His autobiography named ‘My Autobiography’ went on to sell more than a million copies. He was given ‘guard of honor’ in his last test in 1996 at Lord’s by Indian and England cricket team. He is Dickie Bird. Born as Harold Dennis Bird, ‘Dickie Bird’ failed to continue his first love football due to an injury and started to play cricket at county level. Finally, he took to umpiring and became famous for the numbers. He debuted in 1973 as an umpire and officiated in 66 Tests which was a record at that time; 54 of those were in England. Bird was awarded the Member of the Order of British Empire in 1983 and Order of British Umpire in 2012.
David Shepherd began as a first-class cricketer and played county cricket for 14 years for Gloucestershire. A member of the 1983 World Cup umpiring panel, David Shephard debuted as an umpire in the 1985 Ashes. This bubbly umpire was famous for his fun-loving nature. He was widely known for his posture of standing on one leg whenever a team reached 111. He umpired in 92 test matches and 172 ODIs, which included World Cup finals in 1996, 1999 and 2003. He was nominated to the elite panel of umpires by the ICC in 2002, and that was the first time of such a proposal implemented by the council. He retired from umpiring in 2005 and dies at the age of 68 after suffering from lung cancer.
One of the best cricket umpires of all time, Simon James Arthur Taufel moved to umpiring after his failed career as a fast bowler due to a back injury. His progress had been impressive since the beginning. At 24 he was umpiring at the Australian first-class cricket, and in just three years time he made an international debut. His first ODI was in 1999 between Australia and Sri Lanka at Sydney and he appeared for his first test umpiring on the Boxing Day in 2000 between Australia and West Indies. It was his accuracy and decision making ability that won him five consecutive ICC Umpire of the Year award between 2004 and 2008. He got chance to appear as one of the on-field umpires during the 2011 World Cup final. Taufel retired from international cricket in 2012 and took the role of ICC’s Umpire Performance and Training Manager. He umpired in 74 tests, 174 ODIs and 34 T20s.

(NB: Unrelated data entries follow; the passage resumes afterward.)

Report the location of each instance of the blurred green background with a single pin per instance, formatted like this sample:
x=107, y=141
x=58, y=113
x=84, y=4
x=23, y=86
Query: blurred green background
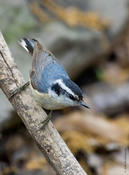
x=91, y=40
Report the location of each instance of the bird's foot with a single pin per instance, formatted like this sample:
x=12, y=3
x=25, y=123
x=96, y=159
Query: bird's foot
x=45, y=122
x=19, y=89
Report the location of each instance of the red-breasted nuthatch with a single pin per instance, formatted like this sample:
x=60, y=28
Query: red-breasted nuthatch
x=51, y=86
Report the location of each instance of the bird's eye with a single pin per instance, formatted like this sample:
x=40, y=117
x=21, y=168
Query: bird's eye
x=73, y=98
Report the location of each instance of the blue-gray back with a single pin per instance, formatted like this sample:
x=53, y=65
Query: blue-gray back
x=45, y=70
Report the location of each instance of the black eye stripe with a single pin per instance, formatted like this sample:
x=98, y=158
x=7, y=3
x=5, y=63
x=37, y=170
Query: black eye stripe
x=56, y=87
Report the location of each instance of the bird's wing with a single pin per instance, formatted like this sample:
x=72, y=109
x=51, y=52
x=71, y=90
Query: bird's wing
x=45, y=69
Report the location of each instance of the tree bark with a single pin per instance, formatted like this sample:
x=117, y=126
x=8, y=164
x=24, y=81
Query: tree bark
x=48, y=140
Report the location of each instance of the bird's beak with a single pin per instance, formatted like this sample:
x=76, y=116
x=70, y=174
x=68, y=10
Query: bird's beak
x=82, y=103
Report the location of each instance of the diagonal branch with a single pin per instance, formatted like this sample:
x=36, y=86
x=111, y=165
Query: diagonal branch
x=48, y=140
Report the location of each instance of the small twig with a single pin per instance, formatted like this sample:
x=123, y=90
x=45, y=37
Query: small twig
x=48, y=140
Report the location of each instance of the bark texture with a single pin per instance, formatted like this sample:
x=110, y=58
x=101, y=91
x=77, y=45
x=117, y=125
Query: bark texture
x=48, y=140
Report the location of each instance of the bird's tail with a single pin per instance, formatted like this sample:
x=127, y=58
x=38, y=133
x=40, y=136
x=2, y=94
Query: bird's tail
x=27, y=44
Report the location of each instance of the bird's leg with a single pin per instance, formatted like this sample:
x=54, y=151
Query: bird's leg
x=19, y=89
x=45, y=122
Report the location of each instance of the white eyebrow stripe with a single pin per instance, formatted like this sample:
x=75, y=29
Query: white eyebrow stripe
x=63, y=86
x=23, y=44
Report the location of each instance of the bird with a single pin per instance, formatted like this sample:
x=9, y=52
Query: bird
x=50, y=84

As a first-class cricketer of Pakistan Aleem Dar couldn’t do justice to his playing career. But as an umpire, he is arguably one of the best of his generation. Aleem Das started umpiring at the age of 32 in 2000 and debuted in an ODI match between Pakistan and Sri Lanka. His test debut was in October 2003 between Bangladesh and Sri Lanka. His performance made him an early entrant to the ICC elite panel. His flawless accuracy was recognized in 2011 world cup when he made 15 consecutive correct decisions. He won ICC Umpire of the Year award repeatedly thrice in 2009, 2010 and 2011. Aleem Dar has stood in more than 350 matches including matches of 2003, 2007 and 2011 world cups. Statistically, he holds the record of supervising the most number of international matches. No wonder that he did a hat-trick and won three consecutive ICC Umpire of the Year awards in 2009, 2010 and 2011.